In a distant part of the parish, in one of its wildest and most uncultivated regions, stands a solitary cottage, which, not more from the absolute dreariness of its location, than from the melancholy aspect of its architecture, can hardly fail to attract the notice of any wanderer who may chance to pass that way. It stands all alone upon a desolate moor. There are not even the varieties occasioned by hill and dale, to give to the thing the least of a romant appearance; but, as far as the eye can reach, all is one flat, dreary common, so perfectly bare of pasture that the very sheep seem to shun it, whilst one or two old withered firs give evidence that man has, at some period or another, endeavoured to turn it to use, but has abandoned the attempt, because he found it fruitless.

Almost in the centre of this moor stands the cottage above alluded to. Its walls, constructed partly of brick, partly of deals, give free passage to every blast, let it blow from what quarter it may; and its roof, originally tiled, is now covered over, where it is covered at all, in some parts by patches of miserable thatch, in others by boards nailed on, by an unskilful hand, to the rafters. The cottage is two stories high, and presents five windows, besides a door on each side of it. The windows, as may be guessed, retain but few fragments of glass within the frames, the deficiency being supplied by old hats, rags, jackets, and rabbit-skins: whilst of the doors, the front or main one hangs by a single hinge, and that behind is fastened to the sinister lintel by no fewer than five latches made of leather.

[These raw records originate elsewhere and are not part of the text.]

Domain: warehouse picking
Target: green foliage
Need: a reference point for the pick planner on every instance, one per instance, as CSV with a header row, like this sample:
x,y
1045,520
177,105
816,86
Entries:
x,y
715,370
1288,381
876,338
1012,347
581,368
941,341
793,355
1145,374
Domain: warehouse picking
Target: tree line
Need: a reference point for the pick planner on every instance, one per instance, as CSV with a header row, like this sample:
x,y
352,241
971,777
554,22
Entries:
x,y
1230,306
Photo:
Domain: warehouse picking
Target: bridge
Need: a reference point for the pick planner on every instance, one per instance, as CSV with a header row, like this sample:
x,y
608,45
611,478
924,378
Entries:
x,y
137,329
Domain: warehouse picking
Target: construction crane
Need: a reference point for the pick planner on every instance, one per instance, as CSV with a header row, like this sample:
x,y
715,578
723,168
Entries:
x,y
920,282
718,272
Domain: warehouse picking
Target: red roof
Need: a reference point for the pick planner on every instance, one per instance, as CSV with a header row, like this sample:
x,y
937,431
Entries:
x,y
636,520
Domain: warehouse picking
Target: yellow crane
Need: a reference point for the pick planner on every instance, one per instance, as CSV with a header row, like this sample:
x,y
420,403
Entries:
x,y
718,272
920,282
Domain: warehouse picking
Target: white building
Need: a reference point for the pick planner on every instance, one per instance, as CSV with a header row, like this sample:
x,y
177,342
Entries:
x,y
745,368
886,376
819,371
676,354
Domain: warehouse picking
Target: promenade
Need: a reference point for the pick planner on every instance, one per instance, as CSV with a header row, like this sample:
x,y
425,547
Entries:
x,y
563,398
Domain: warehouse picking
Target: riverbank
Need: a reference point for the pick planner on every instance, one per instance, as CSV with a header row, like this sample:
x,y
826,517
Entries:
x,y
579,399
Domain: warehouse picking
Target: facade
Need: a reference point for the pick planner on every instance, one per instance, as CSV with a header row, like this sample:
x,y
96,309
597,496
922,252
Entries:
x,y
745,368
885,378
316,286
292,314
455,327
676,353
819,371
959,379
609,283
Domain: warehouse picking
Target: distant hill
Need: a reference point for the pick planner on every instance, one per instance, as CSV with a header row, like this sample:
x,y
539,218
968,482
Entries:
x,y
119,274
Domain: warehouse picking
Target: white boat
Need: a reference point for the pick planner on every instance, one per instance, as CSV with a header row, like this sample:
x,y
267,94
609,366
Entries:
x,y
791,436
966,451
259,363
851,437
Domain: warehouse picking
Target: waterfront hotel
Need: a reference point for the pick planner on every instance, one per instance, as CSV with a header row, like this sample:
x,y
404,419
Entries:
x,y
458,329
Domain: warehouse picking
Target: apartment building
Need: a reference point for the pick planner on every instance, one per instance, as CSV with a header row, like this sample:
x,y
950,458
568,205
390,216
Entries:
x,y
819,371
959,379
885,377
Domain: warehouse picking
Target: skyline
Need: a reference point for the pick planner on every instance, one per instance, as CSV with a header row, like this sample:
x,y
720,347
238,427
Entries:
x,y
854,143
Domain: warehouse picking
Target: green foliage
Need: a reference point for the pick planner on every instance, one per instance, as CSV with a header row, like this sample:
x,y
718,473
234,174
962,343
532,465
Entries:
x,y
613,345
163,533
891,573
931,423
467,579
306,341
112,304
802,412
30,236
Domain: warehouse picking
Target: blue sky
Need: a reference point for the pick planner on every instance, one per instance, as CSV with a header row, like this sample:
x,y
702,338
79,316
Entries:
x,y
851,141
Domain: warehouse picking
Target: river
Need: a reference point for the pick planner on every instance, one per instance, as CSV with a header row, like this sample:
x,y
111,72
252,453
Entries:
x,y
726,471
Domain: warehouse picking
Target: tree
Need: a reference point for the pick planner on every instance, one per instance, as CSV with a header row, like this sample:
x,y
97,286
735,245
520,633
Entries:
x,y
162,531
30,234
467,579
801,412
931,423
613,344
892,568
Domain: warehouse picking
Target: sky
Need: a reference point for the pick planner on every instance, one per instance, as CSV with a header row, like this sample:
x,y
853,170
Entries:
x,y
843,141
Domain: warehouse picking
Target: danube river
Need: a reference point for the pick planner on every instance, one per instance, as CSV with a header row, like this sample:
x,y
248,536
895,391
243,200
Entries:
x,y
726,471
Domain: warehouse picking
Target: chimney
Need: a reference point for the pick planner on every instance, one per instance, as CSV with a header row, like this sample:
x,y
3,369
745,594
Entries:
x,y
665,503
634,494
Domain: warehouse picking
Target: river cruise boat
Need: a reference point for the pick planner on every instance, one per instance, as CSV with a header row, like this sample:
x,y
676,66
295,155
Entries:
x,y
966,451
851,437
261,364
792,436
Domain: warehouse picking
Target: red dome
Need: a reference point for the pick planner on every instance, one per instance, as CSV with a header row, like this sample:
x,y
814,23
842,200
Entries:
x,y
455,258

Of the grounds by which it is begirt, a few words will suffice to convey an adequate idea. In setting out from the Vicarage, he who wishes to reach that cottage had better make, in the first place, for the high-road. Having traversed that for a while, he will observe a narrow foot-path on the left hand, which, after descending to the bottom of a glen, and rising again to the summit of a green hill, will

bring him within view of the desolate tract already noticed, and will conduct him safely, for in truth there is no pass besides itself across the wild, to the hovel in question. There it ends. It stretches nowhere beyond; indeed, it has evidently been formed by the tread of the tenants of that lonely habitation, as they have gone to or returned from church and market; the scantiness of the soil has doubtless given a facility to its formation; for, in truth, were any human being to walk twenty times backwards and forwards over any given spot in the moor, he would leave a trace of his journey behind him, which whole summers and winters would hardly suffice to obliterate.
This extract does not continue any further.